Need to soothe the troubled breast? Need a break from all that turkey? Need a way to settle grumpy children? It won’t make you a cup of tea, nor do your tax return, but pasta otherwise has a pretty good record for fixing the ills of the world.

We had a gale force five grump this afternoon, which even fresh-air-and-scoot did not fix. The point at which the mood turned was when I brought out spaghetti alla carbonara. Admittedly the grumpmeister was given additional shares of bacon, which probably made some of the difference. But still.

Pasta and pesto. Pasta and tuna. Sausage cooked with a thick tomato sauce and mini pasta shells. Lasagna, on occasion. Packet tortellini, for the nights you want to eat in five minutes’ flat. It doesn’t seem to matter how many times you wheel it out, it seems to satisfy every time.

Carbonara is a bit more effort, if you go the egg yolk only route, but the suppleness of the sauce is wonderful. (You could fry up egg and bacon, or you could cook the pasta, cook the bacon, and let the heat of the pasta cook the egg for you. Sorted.) I am not an egg girl, but I make an exception for this.

For all of the different food influences I grew up with, pasta was not a huge star.  My mum would cook spaghetti, and then proceed to cut hers up with knife and fork.

It took going to Germany to discover that eating spaghetti with a fork and spoon is a good idea: the spoon acts as a base on which to twirl the pasta. (If you want to see it in action, scroll down the link a little to the second picture.)

Lasagna was highly favoured, but then disappeared in five minutes’ flat. This was great for those eating, but occasionally defeating to mum, who had worked over it for an hour or more.

I later went for veggie lasagnas, cooking up a mix of veg, sticking it in the freezer and defrosting it when needed. Then you only had to make the white sauce, and assemble it.

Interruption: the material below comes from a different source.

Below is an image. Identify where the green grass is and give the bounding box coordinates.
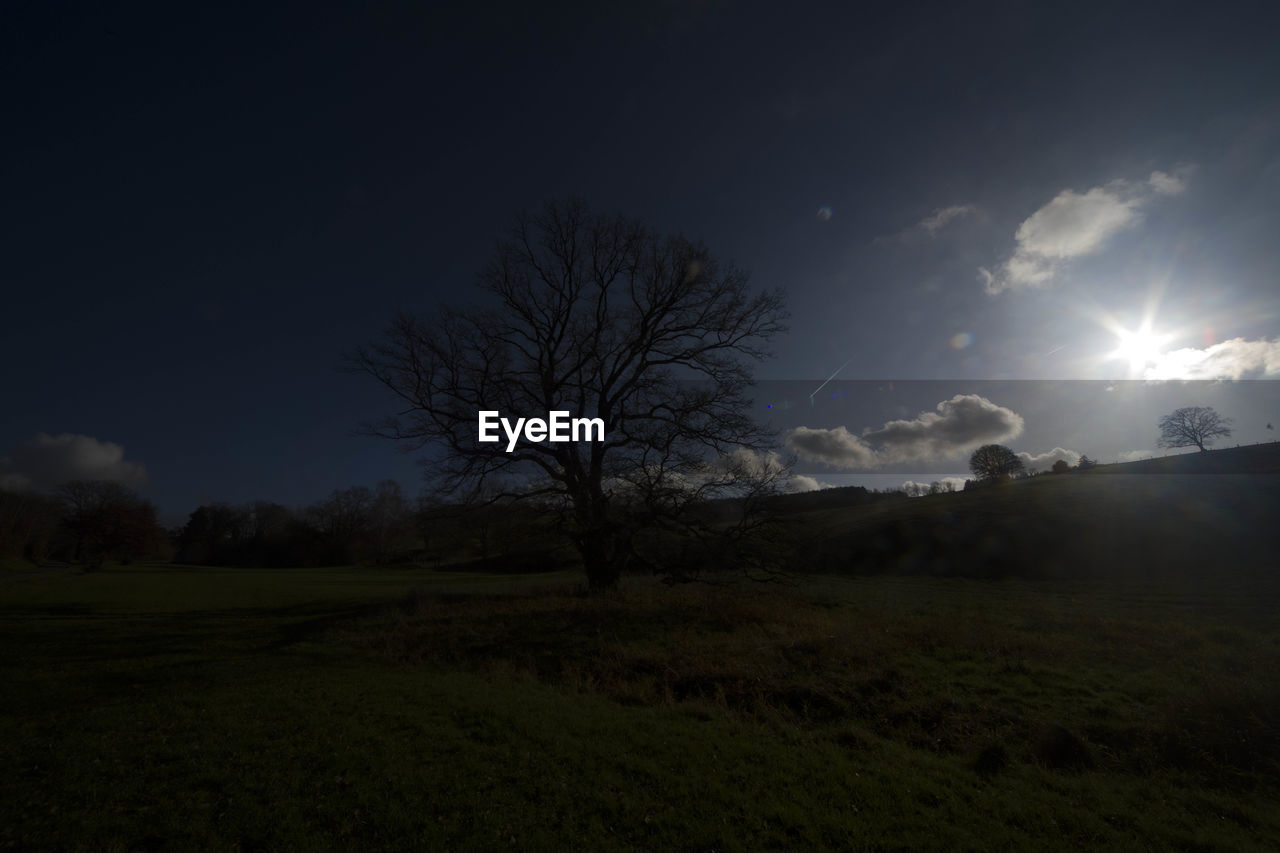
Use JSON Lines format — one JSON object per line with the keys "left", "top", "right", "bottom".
{"left": 0, "top": 556, "right": 37, "bottom": 572}
{"left": 3, "top": 562, "right": 1278, "bottom": 850}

Lasagna was pretty much my favourite food for a long time. After discovering that Garfield liked it too, that pretty much sealed the deal.

We had a longstanding joke with our friends in Italy that the guy was ‘a real woman’ because he could cook lasagna well ie to Italian-pleasing standards. It’s all about a mix of meats in the ragu, I understand.

One of my longstanding favourites is a sausage pasta dish, inspired by the same man cooking something like this. I make it with fairly ordinary sausages, cut into slices. The real trick is understanding that you can cook pasta in tomato sauce.

The genius ingredient is a small pasta called gnocchetti sardi, which cooks fairly quickly, and is particularly comforting. Add some mushrooms too, and ideally a good grating of cheddar on top.

It’s probably less Italianate, but then that’s part of the fun of dishes you cook a lot – they start as one thing, and become your own in the making and remaking.

I still aspire to making my own pasta. My dad did an Italian cooking course one time, and made his own pasta – along with a purchased broom handle from which to hang the strands to dry. I understand a clothes horse works fairly well too, and will look for an opportunity to both make the pasta, and photograph it in situ.

Mainly, I like the infinite flexibility of simple ingredients – eggs, flour – to become something so varied, and so loved. I’m a theme and variations girl. And pasta provides a great leitmotif.